Thursday, May 20, 2010

Code quality, refactoring and the risk of change

When you are working on a live, business-critical production system, deciding what work needs to be done, and how to do it, you need to consider different factors:
  1. business value: the demand and urgency for new business features and changes requested by customers or needed to get new customers onboard.

  2. compliance: ensuring that you stay onside of regulatory and security requirements.

  3. operational risk and safety: the risks of injecting bugs into the live system as a side-effect of your change, the likelihood and impact of errors on the stability or usability of the system.

  4. cost: immediate development costs, longer-term maintenance and support costs, operational costs and other downstream costs, and opportunity costs of choosing one work item over another or one design approach over another.

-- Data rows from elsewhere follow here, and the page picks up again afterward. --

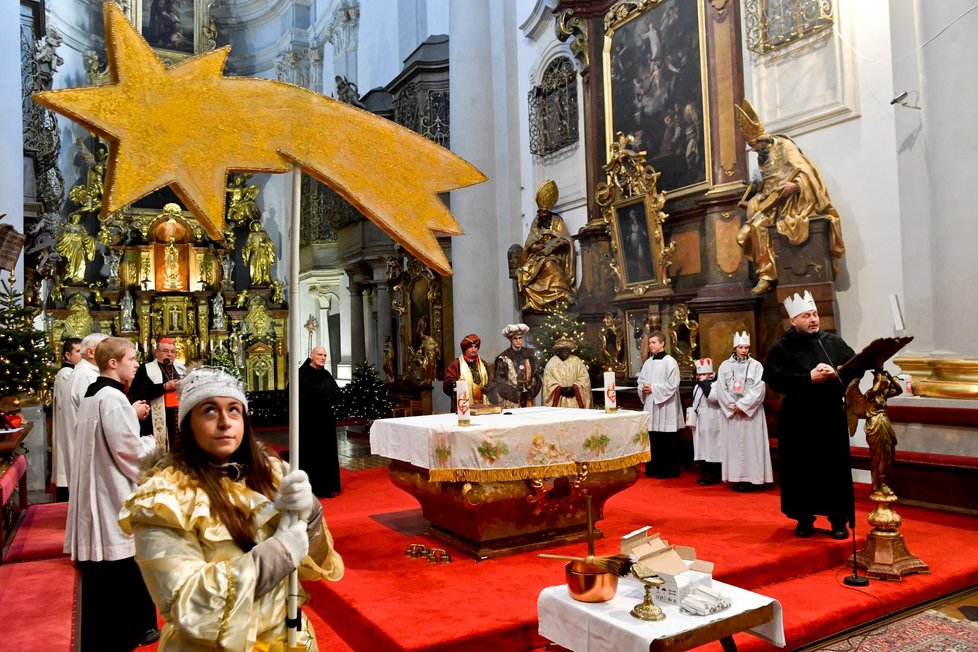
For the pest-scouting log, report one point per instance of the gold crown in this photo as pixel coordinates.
(749, 122)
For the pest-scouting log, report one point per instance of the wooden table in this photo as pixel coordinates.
(515, 481)
(608, 626)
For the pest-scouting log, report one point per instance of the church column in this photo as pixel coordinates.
(358, 348)
(946, 86)
(485, 131)
(383, 322)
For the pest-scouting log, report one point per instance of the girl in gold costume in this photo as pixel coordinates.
(214, 542)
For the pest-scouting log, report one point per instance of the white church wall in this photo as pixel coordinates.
(913, 181)
(537, 47)
(857, 160)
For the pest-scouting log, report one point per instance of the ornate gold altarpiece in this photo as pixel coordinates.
(166, 278)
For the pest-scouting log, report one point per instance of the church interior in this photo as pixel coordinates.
(680, 167)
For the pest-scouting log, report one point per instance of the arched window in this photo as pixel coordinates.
(553, 108)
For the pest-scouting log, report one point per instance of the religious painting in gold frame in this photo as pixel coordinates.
(637, 236)
(656, 88)
(176, 29)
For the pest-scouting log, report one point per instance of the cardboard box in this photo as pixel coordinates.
(677, 566)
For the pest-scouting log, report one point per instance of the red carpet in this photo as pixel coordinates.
(388, 601)
(391, 602)
(35, 604)
(40, 535)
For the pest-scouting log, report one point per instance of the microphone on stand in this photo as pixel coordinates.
(855, 579)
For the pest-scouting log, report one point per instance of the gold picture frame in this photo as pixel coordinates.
(175, 29)
(637, 239)
(656, 88)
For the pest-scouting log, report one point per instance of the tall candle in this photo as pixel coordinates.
(462, 402)
(610, 394)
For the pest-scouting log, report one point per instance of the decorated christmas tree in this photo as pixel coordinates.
(25, 358)
(366, 396)
(559, 322)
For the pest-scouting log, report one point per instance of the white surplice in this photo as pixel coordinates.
(662, 403)
(748, 451)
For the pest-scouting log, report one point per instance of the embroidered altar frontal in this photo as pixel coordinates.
(528, 443)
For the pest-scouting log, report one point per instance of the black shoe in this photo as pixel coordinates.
(151, 636)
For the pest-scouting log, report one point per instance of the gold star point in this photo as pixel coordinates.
(187, 126)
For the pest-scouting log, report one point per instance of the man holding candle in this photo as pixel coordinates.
(469, 367)
(658, 389)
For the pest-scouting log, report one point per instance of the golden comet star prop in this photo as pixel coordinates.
(188, 126)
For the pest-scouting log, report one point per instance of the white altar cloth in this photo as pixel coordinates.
(524, 443)
(609, 627)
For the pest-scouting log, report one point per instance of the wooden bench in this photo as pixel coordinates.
(13, 478)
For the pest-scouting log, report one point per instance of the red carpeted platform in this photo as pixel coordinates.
(389, 601)
(35, 604)
(40, 535)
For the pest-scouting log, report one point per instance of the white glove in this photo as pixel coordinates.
(293, 538)
(280, 554)
(295, 495)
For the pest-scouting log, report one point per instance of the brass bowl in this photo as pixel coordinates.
(589, 584)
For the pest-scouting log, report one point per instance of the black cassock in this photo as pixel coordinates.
(318, 456)
(813, 437)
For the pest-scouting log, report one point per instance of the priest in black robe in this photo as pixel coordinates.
(318, 452)
(813, 437)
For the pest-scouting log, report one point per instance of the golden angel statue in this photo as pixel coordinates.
(545, 271)
(789, 194)
(258, 254)
(241, 200)
(88, 196)
(880, 436)
(76, 246)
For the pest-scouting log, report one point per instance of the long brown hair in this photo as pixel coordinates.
(258, 477)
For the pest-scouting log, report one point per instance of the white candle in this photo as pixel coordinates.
(610, 395)
(462, 402)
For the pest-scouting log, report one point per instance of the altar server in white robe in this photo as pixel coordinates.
(62, 417)
(658, 390)
(703, 418)
(83, 375)
(116, 612)
(747, 459)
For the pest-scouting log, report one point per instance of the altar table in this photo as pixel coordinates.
(608, 626)
(513, 481)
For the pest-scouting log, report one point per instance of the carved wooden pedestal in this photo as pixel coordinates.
(494, 519)
(885, 556)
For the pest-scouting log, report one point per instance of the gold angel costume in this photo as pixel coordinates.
(204, 584)
(781, 161)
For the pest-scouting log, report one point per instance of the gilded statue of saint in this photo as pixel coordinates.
(76, 246)
(789, 194)
(879, 431)
(241, 200)
(171, 267)
(258, 254)
(612, 341)
(545, 272)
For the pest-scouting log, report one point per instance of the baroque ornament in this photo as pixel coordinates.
(156, 119)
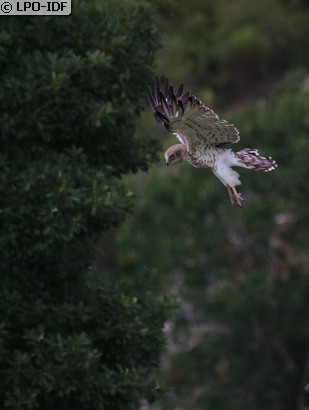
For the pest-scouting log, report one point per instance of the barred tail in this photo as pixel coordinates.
(251, 159)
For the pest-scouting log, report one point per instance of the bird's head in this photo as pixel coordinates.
(175, 154)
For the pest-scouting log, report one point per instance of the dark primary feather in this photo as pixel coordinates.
(184, 114)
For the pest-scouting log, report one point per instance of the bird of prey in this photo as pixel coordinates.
(202, 135)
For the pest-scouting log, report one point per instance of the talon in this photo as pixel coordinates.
(235, 197)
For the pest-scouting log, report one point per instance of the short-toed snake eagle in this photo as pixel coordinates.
(202, 135)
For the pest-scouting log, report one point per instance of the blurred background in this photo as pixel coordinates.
(125, 289)
(240, 337)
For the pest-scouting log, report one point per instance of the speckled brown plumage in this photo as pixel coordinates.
(202, 134)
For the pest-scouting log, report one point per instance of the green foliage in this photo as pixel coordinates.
(241, 276)
(71, 91)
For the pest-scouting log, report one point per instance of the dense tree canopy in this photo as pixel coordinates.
(71, 89)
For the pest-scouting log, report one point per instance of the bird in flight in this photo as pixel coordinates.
(202, 135)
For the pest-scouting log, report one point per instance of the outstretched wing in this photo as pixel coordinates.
(187, 117)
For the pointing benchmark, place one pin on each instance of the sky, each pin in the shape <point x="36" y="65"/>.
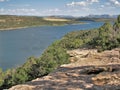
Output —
<point x="59" y="7"/>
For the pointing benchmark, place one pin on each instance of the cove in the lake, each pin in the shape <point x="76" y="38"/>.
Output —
<point x="17" y="45"/>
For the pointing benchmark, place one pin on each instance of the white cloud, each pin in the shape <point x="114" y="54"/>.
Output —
<point x="115" y="2"/>
<point x="82" y="3"/>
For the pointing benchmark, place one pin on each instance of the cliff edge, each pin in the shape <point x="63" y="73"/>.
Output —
<point x="88" y="70"/>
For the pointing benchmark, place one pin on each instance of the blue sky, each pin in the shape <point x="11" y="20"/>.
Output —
<point x="59" y="7"/>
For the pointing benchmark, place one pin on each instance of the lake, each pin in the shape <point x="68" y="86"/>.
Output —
<point x="17" y="45"/>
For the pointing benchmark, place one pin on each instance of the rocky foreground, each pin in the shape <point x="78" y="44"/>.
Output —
<point x="88" y="70"/>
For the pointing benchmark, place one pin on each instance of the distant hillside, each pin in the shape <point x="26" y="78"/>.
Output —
<point x="107" y="37"/>
<point x="12" y="22"/>
<point x="102" y="16"/>
<point x="98" y="18"/>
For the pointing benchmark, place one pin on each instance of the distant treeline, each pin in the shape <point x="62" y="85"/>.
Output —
<point x="104" y="38"/>
<point x="13" y="22"/>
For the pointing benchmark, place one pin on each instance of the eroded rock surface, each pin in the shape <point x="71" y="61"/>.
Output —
<point x="89" y="70"/>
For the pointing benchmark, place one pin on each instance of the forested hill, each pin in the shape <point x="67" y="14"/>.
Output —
<point x="8" y="22"/>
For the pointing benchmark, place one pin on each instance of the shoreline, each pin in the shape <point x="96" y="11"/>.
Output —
<point x="16" y="28"/>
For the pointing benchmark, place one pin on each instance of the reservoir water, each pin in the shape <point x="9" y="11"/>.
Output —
<point x="17" y="45"/>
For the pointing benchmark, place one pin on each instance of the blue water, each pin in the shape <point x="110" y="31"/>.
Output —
<point x="17" y="45"/>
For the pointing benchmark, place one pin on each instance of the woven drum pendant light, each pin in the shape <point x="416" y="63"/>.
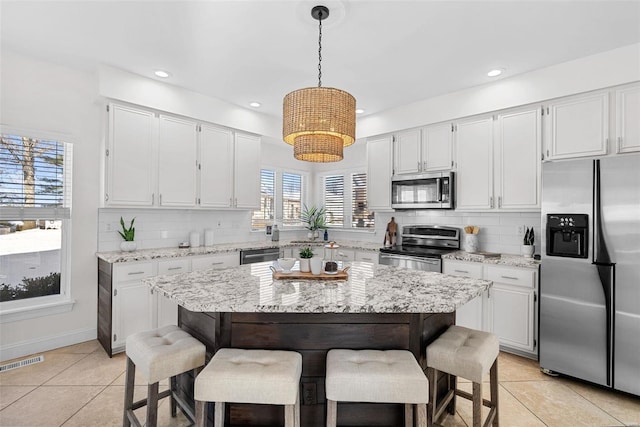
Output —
<point x="319" y="121"/>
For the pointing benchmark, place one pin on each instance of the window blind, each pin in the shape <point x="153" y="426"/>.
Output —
<point x="360" y="217"/>
<point x="35" y="178"/>
<point x="334" y="200"/>
<point x="291" y="199"/>
<point x="265" y="215"/>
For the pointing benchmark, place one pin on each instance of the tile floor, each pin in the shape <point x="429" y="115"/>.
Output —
<point x="81" y="386"/>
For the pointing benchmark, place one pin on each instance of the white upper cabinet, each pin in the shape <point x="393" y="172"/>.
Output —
<point x="628" y="119"/>
<point x="577" y="126"/>
<point x="216" y="167"/>
<point x="247" y="171"/>
<point x="177" y="162"/>
<point x="407" y="152"/>
<point x="517" y="159"/>
<point x="130" y="157"/>
<point x="423" y="150"/>
<point x="436" y="147"/>
<point x="474" y="163"/>
<point x="379" y="158"/>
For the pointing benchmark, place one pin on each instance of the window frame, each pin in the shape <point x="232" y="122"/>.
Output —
<point x="12" y="311"/>
<point x="347" y="199"/>
<point x="278" y="196"/>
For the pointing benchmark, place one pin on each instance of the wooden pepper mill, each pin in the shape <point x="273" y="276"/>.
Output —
<point x="390" y="234"/>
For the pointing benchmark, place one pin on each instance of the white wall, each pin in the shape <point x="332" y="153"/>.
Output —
<point x="46" y="97"/>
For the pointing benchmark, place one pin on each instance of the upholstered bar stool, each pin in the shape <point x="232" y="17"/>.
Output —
<point x="469" y="354"/>
<point x="269" y="377"/>
<point x="376" y="376"/>
<point x="159" y="354"/>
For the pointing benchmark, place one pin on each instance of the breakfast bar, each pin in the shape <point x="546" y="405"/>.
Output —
<point x="377" y="307"/>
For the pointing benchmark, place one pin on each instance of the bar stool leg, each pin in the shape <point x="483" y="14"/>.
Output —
<point x="421" y="410"/>
<point x="128" y="391"/>
<point x="332" y="413"/>
<point x="493" y="378"/>
<point x="152" y="405"/>
<point x="477" y="404"/>
<point x="408" y="415"/>
<point x="218" y="414"/>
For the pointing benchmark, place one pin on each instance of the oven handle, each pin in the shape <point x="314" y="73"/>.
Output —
<point x="432" y="261"/>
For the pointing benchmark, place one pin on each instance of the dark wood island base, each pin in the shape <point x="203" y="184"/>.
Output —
<point x="313" y="335"/>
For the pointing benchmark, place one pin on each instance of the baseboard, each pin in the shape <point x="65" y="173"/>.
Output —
<point x="38" y="345"/>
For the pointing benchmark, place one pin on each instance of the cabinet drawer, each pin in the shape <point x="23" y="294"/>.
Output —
<point x="367" y="256"/>
<point x="231" y="259"/>
<point x="173" y="266"/>
<point x="472" y="270"/>
<point x="137" y="271"/>
<point x="512" y="276"/>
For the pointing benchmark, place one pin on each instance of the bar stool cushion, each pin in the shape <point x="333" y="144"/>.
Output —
<point x="377" y="376"/>
<point x="250" y="376"/>
<point x="164" y="352"/>
<point x="463" y="352"/>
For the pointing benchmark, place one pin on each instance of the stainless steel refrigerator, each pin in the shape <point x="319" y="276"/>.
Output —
<point x="590" y="274"/>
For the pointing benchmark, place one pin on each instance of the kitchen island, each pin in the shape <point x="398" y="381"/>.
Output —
<point x="378" y="307"/>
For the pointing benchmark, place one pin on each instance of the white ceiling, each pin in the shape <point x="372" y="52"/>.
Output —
<point x="385" y="53"/>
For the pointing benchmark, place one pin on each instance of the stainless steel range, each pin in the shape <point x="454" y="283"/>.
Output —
<point x="422" y="247"/>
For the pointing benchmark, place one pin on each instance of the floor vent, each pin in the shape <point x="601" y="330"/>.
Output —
<point x="21" y="363"/>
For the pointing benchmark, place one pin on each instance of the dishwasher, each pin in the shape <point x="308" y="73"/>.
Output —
<point x="251" y="256"/>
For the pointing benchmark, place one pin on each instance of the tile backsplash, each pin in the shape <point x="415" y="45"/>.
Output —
<point x="163" y="228"/>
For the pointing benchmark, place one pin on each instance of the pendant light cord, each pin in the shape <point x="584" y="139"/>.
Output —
<point x="320" y="49"/>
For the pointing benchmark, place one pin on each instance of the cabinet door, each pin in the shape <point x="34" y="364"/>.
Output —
<point x="132" y="311"/>
<point x="437" y="147"/>
<point x="379" y="158"/>
<point x="216" y="167"/>
<point x="407" y="152"/>
<point x="177" y="162"/>
<point x="247" y="172"/>
<point x="513" y="316"/>
<point x="474" y="163"/>
<point x="578" y="126"/>
<point x="130" y="157"/>
<point x="627" y="123"/>
<point x="517" y="173"/>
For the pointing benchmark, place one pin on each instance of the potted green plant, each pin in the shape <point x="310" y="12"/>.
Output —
<point x="528" y="247"/>
<point x="314" y="217"/>
<point x="305" y="256"/>
<point x="128" y="234"/>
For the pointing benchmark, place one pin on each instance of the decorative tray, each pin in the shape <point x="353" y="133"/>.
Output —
<point x="299" y="275"/>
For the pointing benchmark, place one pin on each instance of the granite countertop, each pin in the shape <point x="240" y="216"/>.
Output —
<point x="150" y="254"/>
<point x="370" y="288"/>
<point x="503" y="259"/>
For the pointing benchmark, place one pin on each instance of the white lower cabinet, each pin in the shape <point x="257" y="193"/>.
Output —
<point x="132" y="301"/>
<point x="507" y="310"/>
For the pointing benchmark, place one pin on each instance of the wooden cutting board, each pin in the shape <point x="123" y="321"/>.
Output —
<point x="298" y="275"/>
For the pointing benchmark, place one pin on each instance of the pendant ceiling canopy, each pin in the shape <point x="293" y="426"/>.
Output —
<point x="319" y="121"/>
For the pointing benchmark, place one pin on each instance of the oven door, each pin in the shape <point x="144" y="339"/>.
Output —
<point x="416" y="263"/>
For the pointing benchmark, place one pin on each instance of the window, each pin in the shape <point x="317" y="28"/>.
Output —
<point x="35" y="201"/>
<point x="345" y="199"/>
<point x="281" y="199"/>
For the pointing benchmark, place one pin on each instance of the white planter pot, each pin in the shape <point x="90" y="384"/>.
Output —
<point x="128" y="246"/>
<point x="305" y="265"/>
<point x="527" y="250"/>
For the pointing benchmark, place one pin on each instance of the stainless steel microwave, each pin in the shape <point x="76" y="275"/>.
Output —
<point x="424" y="191"/>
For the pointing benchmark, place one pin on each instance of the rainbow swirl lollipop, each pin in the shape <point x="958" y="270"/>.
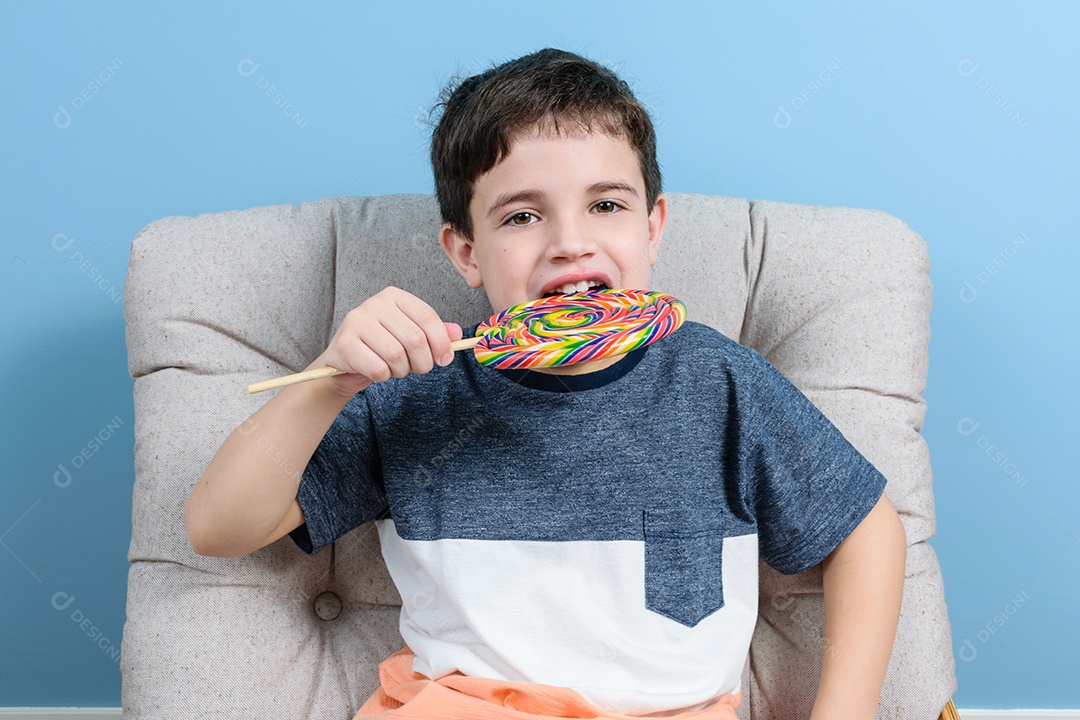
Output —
<point x="563" y="329"/>
<point x="567" y="329"/>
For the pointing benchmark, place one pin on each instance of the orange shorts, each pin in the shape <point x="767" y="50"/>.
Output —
<point x="408" y="695"/>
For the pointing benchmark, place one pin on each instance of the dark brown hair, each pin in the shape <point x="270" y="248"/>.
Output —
<point x="483" y="114"/>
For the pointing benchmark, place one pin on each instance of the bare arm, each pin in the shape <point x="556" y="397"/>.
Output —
<point x="246" y="499"/>
<point x="863" y="583"/>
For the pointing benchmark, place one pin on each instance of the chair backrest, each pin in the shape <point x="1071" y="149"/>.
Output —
<point x="837" y="298"/>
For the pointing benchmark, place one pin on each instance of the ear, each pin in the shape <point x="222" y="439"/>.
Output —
<point x="658" y="218"/>
<point x="460" y="250"/>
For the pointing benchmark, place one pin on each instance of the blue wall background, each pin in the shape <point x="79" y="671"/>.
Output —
<point x="959" y="119"/>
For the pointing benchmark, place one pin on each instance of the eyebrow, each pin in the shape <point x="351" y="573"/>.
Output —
<point x="535" y="195"/>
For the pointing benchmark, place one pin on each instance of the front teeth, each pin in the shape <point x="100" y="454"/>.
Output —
<point x="578" y="287"/>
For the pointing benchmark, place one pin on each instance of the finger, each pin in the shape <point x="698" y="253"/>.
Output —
<point x="435" y="345"/>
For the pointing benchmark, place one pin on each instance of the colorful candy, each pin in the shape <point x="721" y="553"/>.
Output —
<point x="567" y="329"/>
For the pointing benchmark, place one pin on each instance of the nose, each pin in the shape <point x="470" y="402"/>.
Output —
<point x="569" y="240"/>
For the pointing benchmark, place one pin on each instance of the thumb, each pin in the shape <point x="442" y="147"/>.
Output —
<point x="454" y="330"/>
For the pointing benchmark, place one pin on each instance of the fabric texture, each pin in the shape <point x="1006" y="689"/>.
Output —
<point x="518" y="549"/>
<point x="838" y="299"/>
<point x="407" y="695"/>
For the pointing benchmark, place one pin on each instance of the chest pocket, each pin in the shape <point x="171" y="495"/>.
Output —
<point x="683" y="565"/>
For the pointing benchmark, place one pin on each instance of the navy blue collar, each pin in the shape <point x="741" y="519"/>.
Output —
<point x="569" y="383"/>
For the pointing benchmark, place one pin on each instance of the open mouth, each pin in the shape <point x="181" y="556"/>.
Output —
<point x="582" y="286"/>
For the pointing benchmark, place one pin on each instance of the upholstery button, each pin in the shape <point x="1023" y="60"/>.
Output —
<point x="327" y="606"/>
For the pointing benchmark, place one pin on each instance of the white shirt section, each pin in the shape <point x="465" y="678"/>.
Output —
<point x="570" y="614"/>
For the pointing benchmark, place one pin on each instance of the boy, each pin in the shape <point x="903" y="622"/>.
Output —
<point x="594" y="552"/>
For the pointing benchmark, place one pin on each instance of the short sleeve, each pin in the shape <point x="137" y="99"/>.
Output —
<point x="808" y="485"/>
<point x="341" y="486"/>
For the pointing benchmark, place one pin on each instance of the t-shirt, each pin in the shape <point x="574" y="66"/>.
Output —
<point x="604" y="539"/>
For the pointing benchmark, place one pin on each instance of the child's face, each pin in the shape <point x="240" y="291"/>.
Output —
<point x="559" y="213"/>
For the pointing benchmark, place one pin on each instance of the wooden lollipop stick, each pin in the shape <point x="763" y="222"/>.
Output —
<point x="327" y="371"/>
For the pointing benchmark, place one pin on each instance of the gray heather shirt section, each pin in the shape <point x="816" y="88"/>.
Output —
<point x="702" y="437"/>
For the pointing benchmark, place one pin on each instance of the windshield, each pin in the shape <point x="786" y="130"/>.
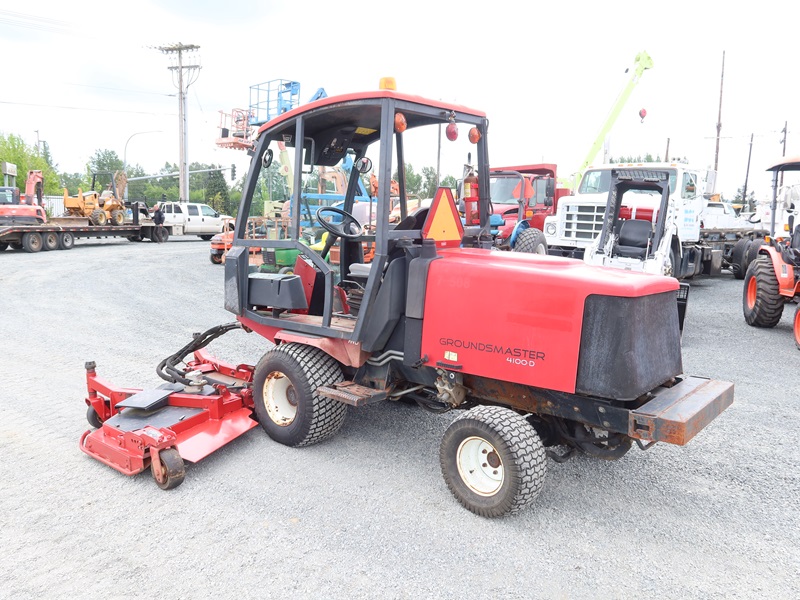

  5. technical: investments needed to upgrade the technology stack, managing the complexity and quality of the design and code.
These factors also come into play in refactoring: deciding how much code to cleanup when making a change or fix. The decision of what, and how much to refactor, isn’t simple. It isn’t about a developer’s idea of what is beautiful and their need for personal satisfaction. It isn’t about being forced to compromise between doing the job the right way vs. putting in a hack. It’s much more difficult than that. It’s about balancing technical and operational risks, technical debt, cost factors, and trading off short-term advantages for longer-term costs and risks.

Let’s look at the longer term considerations first. A live system is going to see a lot of changes. There will be regulatory changes, fixes and new features, upgrades to the technology platform. There will also be false starts and back-tracking as you iterate, and changes in direction, and short-sighted design and implementation decisions made with insufficient time or information. Sometimes you will need to put in a quick fix, or cut-and-paste a solution. You will need to code-in exceptions, and exceptions to the exceptions, especially if you are working on an enterprise system integrated with tens or hundreds of other systems. People will leave the team and new people will join, and everyone’s understanding of the domain and the design and the technology will change over time. People will learn newer and better ways of solving problems and how to use the power of the language and their other tools; they will learn more about how the business works; or they might forget or misunderstand the intentions of the design and wander off course.

These factors, the accumulation of decisions made over time will impact the quality, the complexity, the clarity of the system design and code. This is system entropy, as described by Fred Brooks back in the Mythical Man Month:
“All repairs tend to destroy the structure, to increase the entropy and disorder of the system. Less and less effort is spent on fixing the original design flaws: more and more is spent on fixing flaws introduced by earlier fixes… Sooner or later the fixing ceases to gain any ground. Each forward step is matched by a backward one.”
So, the system will become more difficult and expensive to operate and maintain, and you will end up with more bugs and security vulnerabilities – and these bugs and security holes will be harder to find and fix. At the same time you will have a harder time keeping together a good team because nobody wants to wade knee deep in garbage if they don’t have to. At some point you will be forced to throw away everything that you have learned and all the money that you have spent, and build a new system. And start the cycle all over again.

The solution to this is of course is to be proactive: to maintain the integrity of the design by continuously refactoring and improving the code as you learn, fill-in short-cuts, eliminate duplication, clean up dead-ends, simplify as much as you can. In doing this, you need to balance the technical risks and costs of change in the short-term, with the longer-term costs and risks of letting the system slowly go to hell.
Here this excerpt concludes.